August 26, 2019
Kendall S. Brewer, MD, breathed a sigh of relief in July after finding out that she passed her pathology board exam. Now a cytopathology fellow in the Department of Pathology, at the Medical University of South Carolina, Charleston, she offers a few tips for pathology residents who are preparing for their board exam.
Her advice: Start early, get a study schedule together, study when you are not rushed and pick a study resource that works best for you.
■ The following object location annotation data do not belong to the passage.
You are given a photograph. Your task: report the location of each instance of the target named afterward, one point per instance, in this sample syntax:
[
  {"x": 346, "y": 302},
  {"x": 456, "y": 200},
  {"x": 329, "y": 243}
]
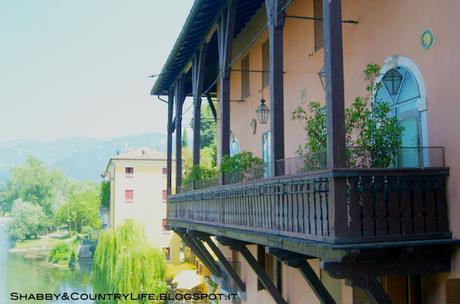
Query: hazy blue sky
[{"x": 79, "y": 68}]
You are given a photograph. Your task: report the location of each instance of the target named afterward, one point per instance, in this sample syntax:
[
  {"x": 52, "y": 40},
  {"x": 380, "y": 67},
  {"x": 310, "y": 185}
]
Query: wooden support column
[
  {"x": 201, "y": 252},
  {"x": 313, "y": 281},
  {"x": 228, "y": 267},
  {"x": 335, "y": 111},
  {"x": 225, "y": 30},
  {"x": 198, "y": 69},
  {"x": 261, "y": 274},
  {"x": 333, "y": 67},
  {"x": 300, "y": 262},
  {"x": 169, "y": 142},
  {"x": 211, "y": 106},
  {"x": 179, "y": 98},
  {"x": 275, "y": 22}
]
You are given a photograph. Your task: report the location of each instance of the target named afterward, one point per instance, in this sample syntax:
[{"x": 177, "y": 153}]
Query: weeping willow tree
[{"x": 125, "y": 263}]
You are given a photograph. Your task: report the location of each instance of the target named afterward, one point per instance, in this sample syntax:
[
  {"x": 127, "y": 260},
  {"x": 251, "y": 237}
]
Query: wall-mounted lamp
[
  {"x": 262, "y": 112},
  {"x": 322, "y": 77}
]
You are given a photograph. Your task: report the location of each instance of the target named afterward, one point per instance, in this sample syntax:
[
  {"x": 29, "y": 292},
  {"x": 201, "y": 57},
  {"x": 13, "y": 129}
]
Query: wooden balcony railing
[{"x": 334, "y": 206}]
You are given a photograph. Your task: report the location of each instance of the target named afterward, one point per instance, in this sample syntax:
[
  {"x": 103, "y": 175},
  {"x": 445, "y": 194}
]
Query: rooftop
[{"x": 141, "y": 154}]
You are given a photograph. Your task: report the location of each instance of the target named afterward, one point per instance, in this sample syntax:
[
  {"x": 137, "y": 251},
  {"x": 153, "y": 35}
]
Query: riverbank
[{"x": 39, "y": 249}]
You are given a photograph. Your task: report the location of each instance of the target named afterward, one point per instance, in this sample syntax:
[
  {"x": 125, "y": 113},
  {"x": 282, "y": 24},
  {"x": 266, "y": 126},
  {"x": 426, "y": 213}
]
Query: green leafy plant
[
  {"x": 200, "y": 174},
  {"x": 242, "y": 166},
  {"x": 124, "y": 262},
  {"x": 27, "y": 221},
  {"x": 62, "y": 252},
  {"x": 372, "y": 135}
]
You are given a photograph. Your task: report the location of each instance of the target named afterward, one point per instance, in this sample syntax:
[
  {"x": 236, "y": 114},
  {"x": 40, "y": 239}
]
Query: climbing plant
[{"x": 372, "y": 134}]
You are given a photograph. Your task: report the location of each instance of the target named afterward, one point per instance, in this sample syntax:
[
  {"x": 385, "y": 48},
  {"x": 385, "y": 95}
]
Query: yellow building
[{"x": 138, "y": 191}]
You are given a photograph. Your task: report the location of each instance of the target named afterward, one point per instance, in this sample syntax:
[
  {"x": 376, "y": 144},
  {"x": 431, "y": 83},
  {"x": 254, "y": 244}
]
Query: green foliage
[
  {"x": 207, "y": 128},
  {"x": 61, "y": 253},
  {"x": 27, "y": 221},
  {"x": 240, "y": 162},
  {"x": 313, "y": 152},
  {"x": 372, "y": 136},
  {"x": 208, "y": 156},
  {"x": 105, "y": 194},
  {"x": 81, "y": 209},
  {"x": 35, "y": 183},
  {"x": 236, "y": 168},
  {"x": 198, "y": 174},
  {"x": 184, "y": 139},
  {"x": 124, "y": 262}
]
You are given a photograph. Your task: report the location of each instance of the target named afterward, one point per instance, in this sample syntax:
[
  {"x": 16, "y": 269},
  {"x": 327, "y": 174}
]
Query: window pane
[
  {"x": 129, "y": 195},
  {"x": 392, "y": 81},
  {"x": 129, "y": 170},
  {"x": 409, "y": 88},
  {"x": 382, "y": 96}
]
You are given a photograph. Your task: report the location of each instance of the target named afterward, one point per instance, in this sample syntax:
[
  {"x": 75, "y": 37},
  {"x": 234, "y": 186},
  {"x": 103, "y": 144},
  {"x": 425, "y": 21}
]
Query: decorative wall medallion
[
  {"x": 427, "y": 39},
  {"x": 253, "y": 126}
]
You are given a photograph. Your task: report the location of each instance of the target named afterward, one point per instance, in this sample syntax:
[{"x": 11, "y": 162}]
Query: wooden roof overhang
[{"x": 199, "y": 29}]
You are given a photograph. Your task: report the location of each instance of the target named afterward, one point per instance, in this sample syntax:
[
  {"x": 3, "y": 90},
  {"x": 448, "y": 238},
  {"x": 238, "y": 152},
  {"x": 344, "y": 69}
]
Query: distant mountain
[{"x": 78, "y": 158}]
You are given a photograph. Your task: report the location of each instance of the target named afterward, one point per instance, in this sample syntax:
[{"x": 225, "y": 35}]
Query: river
[{"x": 20, "y": 275}]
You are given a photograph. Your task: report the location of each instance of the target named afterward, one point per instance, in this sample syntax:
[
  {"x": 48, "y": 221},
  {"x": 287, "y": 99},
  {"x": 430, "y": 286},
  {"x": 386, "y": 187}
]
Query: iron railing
[{"x": 365, "y": 205}]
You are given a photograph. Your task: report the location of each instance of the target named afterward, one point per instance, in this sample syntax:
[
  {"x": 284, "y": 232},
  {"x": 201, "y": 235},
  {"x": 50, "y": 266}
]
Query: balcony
[{"x": 323, "y": 207}]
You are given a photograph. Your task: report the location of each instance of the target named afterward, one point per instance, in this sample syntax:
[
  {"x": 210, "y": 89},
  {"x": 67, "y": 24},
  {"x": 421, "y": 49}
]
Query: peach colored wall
[
  {"x": 386, "y": 28},
  {"x": 295, "y": 288}
]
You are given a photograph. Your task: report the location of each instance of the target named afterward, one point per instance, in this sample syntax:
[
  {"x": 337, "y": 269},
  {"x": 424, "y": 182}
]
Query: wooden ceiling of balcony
[{"x": 200, "y": 21}]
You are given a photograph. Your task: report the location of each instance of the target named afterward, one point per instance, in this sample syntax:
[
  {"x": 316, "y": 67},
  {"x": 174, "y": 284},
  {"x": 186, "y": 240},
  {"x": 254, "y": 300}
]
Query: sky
[{"x": 80, "y": 68}]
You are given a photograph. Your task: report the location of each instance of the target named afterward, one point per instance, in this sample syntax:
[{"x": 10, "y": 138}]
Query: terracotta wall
[{"x": 386, "y": 28}]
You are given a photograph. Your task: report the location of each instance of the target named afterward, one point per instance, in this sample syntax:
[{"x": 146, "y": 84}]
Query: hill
[{"x": 78, "y": 158}]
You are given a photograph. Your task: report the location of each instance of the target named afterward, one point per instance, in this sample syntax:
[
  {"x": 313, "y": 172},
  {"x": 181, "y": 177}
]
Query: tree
[
  {"x": 81, "y": 209},
  {"x": 124, "y": 262},
  {"x": 33, "y": 182},
  {"x": 27, "y": 221},
  {"x": 184, "y": 139}
]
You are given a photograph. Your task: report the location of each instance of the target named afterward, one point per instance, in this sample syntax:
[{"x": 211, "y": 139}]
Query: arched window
[
  {"x": 400, "y": 86},
  {"x": 234, "y": 146}
]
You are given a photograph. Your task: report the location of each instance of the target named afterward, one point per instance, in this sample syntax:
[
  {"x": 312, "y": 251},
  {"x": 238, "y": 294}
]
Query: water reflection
[{"x": 25, "y": 276}]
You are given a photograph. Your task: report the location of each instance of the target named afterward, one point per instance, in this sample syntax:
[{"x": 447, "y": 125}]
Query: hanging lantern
[
  {"x": 322, "y": 77},
  {"x": 262, "y": 112}
]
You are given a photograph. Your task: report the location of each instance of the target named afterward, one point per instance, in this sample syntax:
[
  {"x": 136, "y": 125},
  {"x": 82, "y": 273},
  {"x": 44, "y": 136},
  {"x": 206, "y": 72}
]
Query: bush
[
  {"x": 198, "y": 174},
  {"x": 240, "y": 162},
  {"x": 60, "y": 252},
  {"x": 124, "y": 262},
  {"x": 372, "y": 135},
  {"x": 27, "y": 221}
]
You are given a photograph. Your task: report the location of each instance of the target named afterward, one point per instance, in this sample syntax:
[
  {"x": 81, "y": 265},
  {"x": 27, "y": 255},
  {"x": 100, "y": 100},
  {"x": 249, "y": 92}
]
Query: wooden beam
[
  {"x": 225, "y": 30},
  {"x": 198, "y": 71},
  {"x": 372, "y": 287},
  {"x": 211, "y": 106},
  {"x": 275, "y": 23},
  {"x": 179, "y": 98},
  {"x": 261, "y": 274},
  {"x": 228, "y": 267},
  {"x": 313, "y": 281},
  {"x": 333, "y": 67},
  {"x": 169, "y": 142},
  {"x": 204, "y": 256}
]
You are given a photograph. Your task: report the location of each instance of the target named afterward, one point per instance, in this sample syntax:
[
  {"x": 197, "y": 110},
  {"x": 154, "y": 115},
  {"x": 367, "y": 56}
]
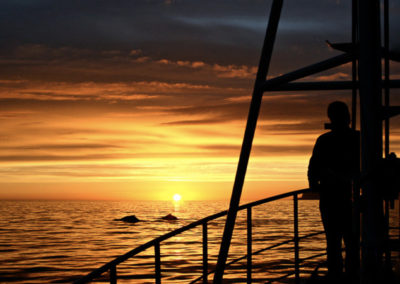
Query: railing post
[
  {"x": 205, "y": 253},
  {"x": 157, "y": 259},
  {"x": 296, "y": 240},
  {"x": 249, "y": 245},
  {"x": 113, "y": 274}
]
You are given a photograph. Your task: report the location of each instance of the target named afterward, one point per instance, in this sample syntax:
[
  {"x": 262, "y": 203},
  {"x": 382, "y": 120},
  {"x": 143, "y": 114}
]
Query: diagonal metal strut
[{"x": 263, "y": 67}]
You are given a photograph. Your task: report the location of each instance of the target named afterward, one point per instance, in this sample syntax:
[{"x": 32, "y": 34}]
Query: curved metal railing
[{"x": 112, "y": 265}]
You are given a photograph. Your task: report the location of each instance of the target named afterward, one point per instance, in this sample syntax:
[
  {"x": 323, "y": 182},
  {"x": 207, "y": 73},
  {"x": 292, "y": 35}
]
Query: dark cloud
[
  {"x": 217, "y": 31},
  {"x": 68, "y": 147}
]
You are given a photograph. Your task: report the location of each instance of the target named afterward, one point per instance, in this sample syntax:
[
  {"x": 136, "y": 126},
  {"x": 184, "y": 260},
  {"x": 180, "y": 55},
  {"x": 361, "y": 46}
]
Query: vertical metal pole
[
  {"x": 356, "y": 185},
  {"x": 296, "y": 239},
  {"x": 387, "y": 126},
  {"x": 157, "y": 258},
  {"x": 113, "y": 275},
  {"x": 249, "y": 245},
  {"x": 386, "y": 48},
  {"x": 205, "y": 253},
  {"x": 255, "y": 104},
  {"x": 369, "y": 71},
  {"x": 354, "y": 40}
]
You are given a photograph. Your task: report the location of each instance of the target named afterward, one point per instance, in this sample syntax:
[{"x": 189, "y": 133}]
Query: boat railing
[{"x": 111, "y": 266}]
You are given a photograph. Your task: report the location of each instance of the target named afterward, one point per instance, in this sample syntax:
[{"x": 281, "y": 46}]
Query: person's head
[{"x": 339, "y": 115}]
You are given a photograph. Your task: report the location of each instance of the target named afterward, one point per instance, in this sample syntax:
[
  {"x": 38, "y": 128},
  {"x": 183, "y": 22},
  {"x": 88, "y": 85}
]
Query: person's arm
[{"x": 314, "y": 167}]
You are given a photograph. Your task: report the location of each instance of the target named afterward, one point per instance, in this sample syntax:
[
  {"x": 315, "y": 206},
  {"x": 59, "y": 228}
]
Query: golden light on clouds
[{"x": 135, "y": 113}]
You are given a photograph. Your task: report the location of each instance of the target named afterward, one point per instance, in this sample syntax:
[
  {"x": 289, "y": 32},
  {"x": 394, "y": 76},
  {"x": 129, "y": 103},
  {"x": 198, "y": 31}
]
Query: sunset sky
[{"x": 143, "y": 99}]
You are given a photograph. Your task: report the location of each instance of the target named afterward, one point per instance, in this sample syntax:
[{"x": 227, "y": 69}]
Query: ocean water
[{"x": 61, "y": 241}]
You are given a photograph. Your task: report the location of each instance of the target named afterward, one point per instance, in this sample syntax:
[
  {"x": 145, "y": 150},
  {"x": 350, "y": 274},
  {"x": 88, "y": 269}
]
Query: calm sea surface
[{"x": 60, "y": 241}]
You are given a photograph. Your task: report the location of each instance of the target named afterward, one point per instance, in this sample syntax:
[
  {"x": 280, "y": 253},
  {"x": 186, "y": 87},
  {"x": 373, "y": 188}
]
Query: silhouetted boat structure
[{"x": 365, "y": 54}]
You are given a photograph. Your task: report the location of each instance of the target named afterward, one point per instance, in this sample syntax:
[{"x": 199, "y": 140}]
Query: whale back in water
[
  {"x": 169, "y": 217},
  {"x": 129, "y": 219}
]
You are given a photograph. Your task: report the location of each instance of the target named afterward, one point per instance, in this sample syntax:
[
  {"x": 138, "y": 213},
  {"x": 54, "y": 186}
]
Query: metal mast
[{"x": 366, "y": 49}]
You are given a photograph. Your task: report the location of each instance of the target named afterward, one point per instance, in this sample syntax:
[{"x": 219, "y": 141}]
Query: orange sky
[{"x": 114, "y": 120}]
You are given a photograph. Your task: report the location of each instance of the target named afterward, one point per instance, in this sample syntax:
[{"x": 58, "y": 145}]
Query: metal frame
[{"x": 365, "y": 53}]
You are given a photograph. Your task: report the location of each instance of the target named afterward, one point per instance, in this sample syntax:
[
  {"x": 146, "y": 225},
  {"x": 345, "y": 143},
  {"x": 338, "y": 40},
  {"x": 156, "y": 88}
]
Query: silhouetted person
[{"x": 333, "y": 165}]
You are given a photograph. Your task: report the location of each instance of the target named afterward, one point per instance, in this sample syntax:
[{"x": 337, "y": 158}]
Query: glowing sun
[{"x": 177, "y": 197}]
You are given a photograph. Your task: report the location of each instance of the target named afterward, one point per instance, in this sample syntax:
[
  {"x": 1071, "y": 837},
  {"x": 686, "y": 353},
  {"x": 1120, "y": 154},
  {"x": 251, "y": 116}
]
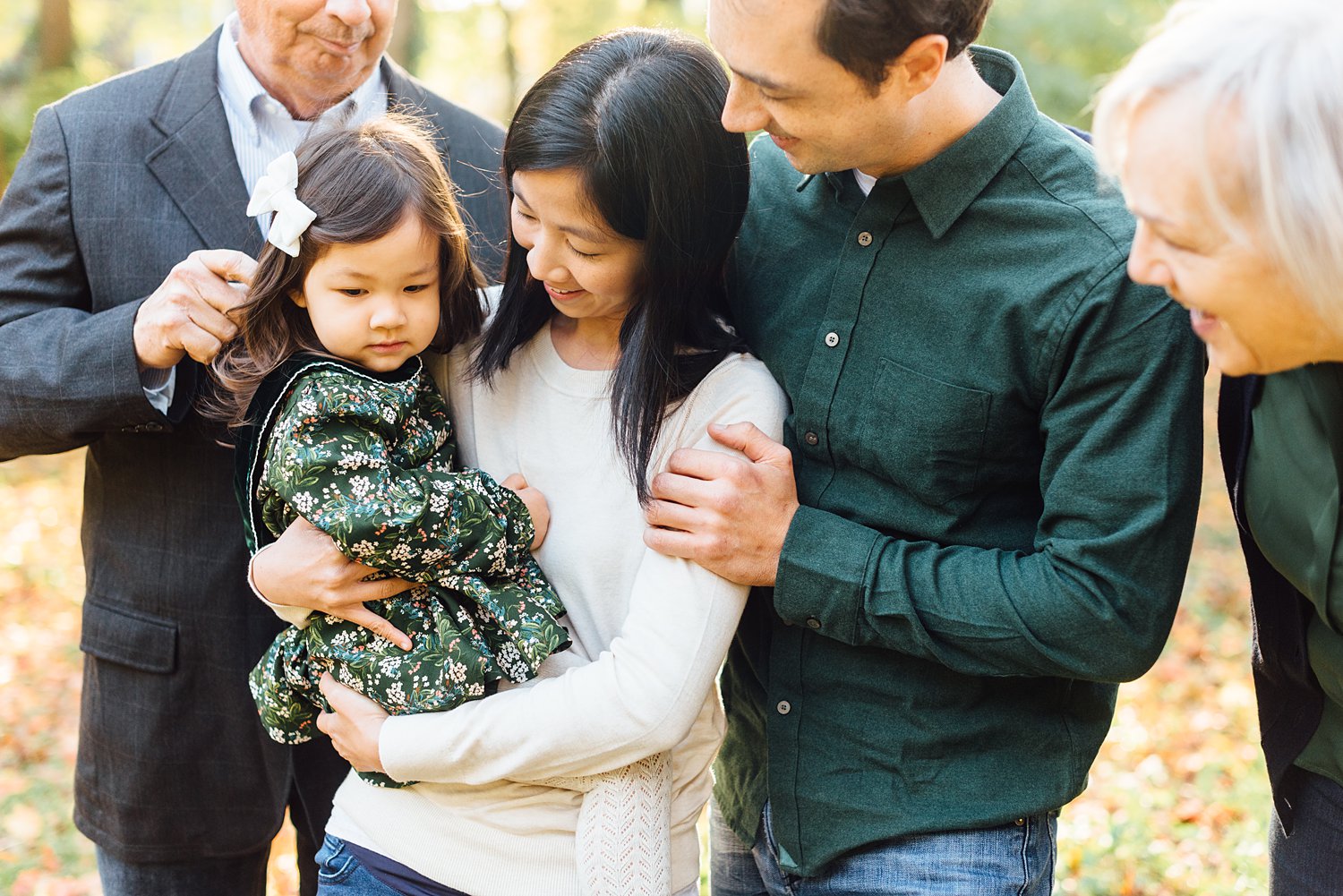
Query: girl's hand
[
  {"x": 354, "y": 724},
  {"x": 535, "y": 503},
  {"x": 305, "y": 568}
]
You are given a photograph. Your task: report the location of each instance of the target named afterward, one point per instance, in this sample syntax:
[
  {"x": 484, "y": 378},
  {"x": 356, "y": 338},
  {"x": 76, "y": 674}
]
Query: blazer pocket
[
  {"x": 132, "y": 638},
  {"x": 923, "y": 434}
]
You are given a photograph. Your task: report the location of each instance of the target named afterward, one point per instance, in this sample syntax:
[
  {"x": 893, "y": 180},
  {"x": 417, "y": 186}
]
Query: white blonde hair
[{"x": 1265, "y": 78}]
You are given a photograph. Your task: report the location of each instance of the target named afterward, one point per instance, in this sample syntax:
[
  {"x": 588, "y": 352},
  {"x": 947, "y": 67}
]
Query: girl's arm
[
  {"x": 639, "y": 697},
  {"x": 330, "y": 460}
]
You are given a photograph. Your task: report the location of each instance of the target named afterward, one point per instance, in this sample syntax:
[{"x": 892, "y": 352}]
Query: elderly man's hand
[
  {"x": 188, "y": 313},
  {"x": 727, "y": 514},
  {"x": 305, "y": 568},
  {"x": 352, "y": 724}
]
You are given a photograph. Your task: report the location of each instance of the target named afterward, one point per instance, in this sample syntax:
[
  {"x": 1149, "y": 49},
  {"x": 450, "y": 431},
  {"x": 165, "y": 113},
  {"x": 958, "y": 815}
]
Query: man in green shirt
[{"x": 982, "y": 512}]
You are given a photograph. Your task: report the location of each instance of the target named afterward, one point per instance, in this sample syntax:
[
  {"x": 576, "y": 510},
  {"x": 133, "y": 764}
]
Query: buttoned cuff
[
  {"x": 295, "y": 617},
  {"x": 158, "y": 386},
  {"x": 824, "y": 573}
]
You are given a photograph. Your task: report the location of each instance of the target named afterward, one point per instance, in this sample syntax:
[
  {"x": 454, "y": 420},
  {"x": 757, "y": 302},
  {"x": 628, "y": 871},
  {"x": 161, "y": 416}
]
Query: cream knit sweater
[{"x": 649, "y": 636}]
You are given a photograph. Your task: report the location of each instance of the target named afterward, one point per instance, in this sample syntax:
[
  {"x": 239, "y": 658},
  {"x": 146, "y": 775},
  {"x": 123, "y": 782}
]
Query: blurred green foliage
[{"x": 1069, "y": 47}]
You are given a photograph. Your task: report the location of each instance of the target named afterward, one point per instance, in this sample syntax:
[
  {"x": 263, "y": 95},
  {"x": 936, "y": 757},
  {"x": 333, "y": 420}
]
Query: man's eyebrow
[{"x": 762, "y": 81}]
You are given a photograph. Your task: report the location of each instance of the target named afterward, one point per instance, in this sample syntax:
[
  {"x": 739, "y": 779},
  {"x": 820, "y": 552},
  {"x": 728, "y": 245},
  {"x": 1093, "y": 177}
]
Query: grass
[{"x": 1176, "y": 805}]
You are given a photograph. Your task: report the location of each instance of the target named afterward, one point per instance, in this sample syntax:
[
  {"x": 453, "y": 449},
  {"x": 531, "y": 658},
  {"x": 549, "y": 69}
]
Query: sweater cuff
[
  {"x": 824, "y": 573},
  {"x": 400, "y": 748}
]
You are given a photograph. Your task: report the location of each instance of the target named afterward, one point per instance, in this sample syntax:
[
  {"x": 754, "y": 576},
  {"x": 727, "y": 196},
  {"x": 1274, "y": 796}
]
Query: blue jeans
[
  {"x": 233, "y": 876},
  {"x": 1013, "y": 860},
  {"x": 338, "y": 874},
  {"x": 1310, "y": 863}
]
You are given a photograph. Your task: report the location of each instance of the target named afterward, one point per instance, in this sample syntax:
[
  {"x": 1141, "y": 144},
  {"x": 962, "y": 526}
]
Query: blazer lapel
[{"x": 196, "y": 164}]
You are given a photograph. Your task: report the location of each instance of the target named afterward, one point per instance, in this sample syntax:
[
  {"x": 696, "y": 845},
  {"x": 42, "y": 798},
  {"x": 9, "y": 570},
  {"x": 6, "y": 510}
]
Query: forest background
[{"x": 1178, "y": 799}]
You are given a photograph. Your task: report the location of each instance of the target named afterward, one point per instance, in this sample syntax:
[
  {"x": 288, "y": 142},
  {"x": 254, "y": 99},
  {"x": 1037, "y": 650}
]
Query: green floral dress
[{"x": 368, "y": 458}]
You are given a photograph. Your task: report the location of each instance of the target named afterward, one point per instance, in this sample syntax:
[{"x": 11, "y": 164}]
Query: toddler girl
[{"x": 338, "y": 422}]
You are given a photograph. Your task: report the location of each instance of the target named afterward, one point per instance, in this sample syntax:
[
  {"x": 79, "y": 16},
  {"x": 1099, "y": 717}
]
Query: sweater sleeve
[{"x": 639, "y": 697}]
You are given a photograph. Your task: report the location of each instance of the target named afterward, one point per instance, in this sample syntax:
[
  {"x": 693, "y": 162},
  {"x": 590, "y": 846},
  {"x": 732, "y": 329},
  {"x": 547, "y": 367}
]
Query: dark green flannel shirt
[{"x": 997, "y": 440}]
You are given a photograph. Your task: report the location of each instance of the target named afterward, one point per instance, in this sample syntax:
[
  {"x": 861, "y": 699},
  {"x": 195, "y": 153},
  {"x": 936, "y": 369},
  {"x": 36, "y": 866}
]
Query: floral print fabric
[{"x": 370, "y": 460}]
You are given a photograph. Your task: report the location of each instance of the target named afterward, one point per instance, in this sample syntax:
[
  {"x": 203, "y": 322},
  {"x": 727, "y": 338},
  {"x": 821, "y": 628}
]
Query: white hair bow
[{"x": 276, "y": 192}]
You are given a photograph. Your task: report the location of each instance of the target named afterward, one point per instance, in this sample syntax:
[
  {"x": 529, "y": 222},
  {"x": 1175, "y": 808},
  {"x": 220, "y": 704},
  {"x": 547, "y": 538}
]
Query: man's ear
[{"x": 919, "y": 66}]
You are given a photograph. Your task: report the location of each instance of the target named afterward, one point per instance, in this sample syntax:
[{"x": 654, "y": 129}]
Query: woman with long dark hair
[{"x": 606, "y": 352}]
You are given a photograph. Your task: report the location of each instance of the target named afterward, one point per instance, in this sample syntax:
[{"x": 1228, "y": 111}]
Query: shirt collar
[
  {"x": 945, "y": 185},
  {"x": 249, "y": 101}
]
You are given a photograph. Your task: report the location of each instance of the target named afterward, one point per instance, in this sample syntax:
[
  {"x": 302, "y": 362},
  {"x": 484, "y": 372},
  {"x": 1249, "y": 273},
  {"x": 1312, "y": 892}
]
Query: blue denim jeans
[
  {"x": 338, "y": 874},
  {"x": 1013, "y": 860},
  {"x": 1310, "y": 863},
  {"x": 233, "y": 876}
]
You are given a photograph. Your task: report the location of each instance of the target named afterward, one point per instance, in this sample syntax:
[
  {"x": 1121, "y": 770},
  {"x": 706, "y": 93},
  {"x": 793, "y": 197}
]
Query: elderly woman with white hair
[{"x": 1227, "y": 134}]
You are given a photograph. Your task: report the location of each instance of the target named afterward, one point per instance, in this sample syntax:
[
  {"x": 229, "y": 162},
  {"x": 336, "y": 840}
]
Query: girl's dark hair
[
  {"x": 636, "y": 115},
  {"x": 360, "y": 180}
]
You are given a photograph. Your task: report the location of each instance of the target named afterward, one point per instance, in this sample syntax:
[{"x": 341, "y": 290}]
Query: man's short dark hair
[{"x": 865, "y": 37}]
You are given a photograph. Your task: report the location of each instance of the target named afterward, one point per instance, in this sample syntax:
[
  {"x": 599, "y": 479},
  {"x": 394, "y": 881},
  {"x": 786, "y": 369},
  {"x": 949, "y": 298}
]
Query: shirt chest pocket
[{"x": 923, "y": 434}]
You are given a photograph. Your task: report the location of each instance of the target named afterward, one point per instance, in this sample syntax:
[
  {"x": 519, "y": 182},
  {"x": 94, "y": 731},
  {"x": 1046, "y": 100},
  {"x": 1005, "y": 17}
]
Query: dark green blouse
[{"x": 1292, "y": 504}]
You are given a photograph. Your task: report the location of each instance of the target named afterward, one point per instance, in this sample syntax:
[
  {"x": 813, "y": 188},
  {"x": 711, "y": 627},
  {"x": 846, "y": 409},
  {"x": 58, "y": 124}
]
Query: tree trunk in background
[
  {"x": 510, "y": 73},
  {"x": 56, "y": 37},
  {"x": 407, "y": 35}
]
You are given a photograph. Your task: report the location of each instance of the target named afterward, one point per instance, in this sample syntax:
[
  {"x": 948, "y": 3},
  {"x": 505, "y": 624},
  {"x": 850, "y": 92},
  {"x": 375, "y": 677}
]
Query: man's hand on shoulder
[
  {"x": 728, "y": 514},
  {"x": 188, "y": 313}
]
There are many resources geared toward individual learning styles, depending on if you are a visual learner, an auditory learner or follow another style.
“There are also several good books to study, depending on if you are a person who likes to read or use bullet points,” says Dr. Brewer, who will complete her term on the ASCP Resident Council this fall. “I used the ASCP Quick Compendium for Clinical Pathology. That was fabulous. There is another book by ASCP, Practical Surgical Pathology, Second Edition, that I used a lot.”
She also made flash cards, got together with a study group and used ASCP’s Resident Question Bank (RQB). “It is a good study tool,” she notes. “It’s a bank where you won’t get 100 percent on it, and then you figure out why you got certain questions wrong.”
Additionally, the ASCP Resident Review Series, presented each year at the ASCP Annual Meeting, offers a good overview.
The upshot, she says: “Go in prepared knowing this will be a test you’ll walk out feeling awful about. You won’t get 100 percent. Go in with expectations that you’ll struggle with it, but most do fine. We are all in this together.”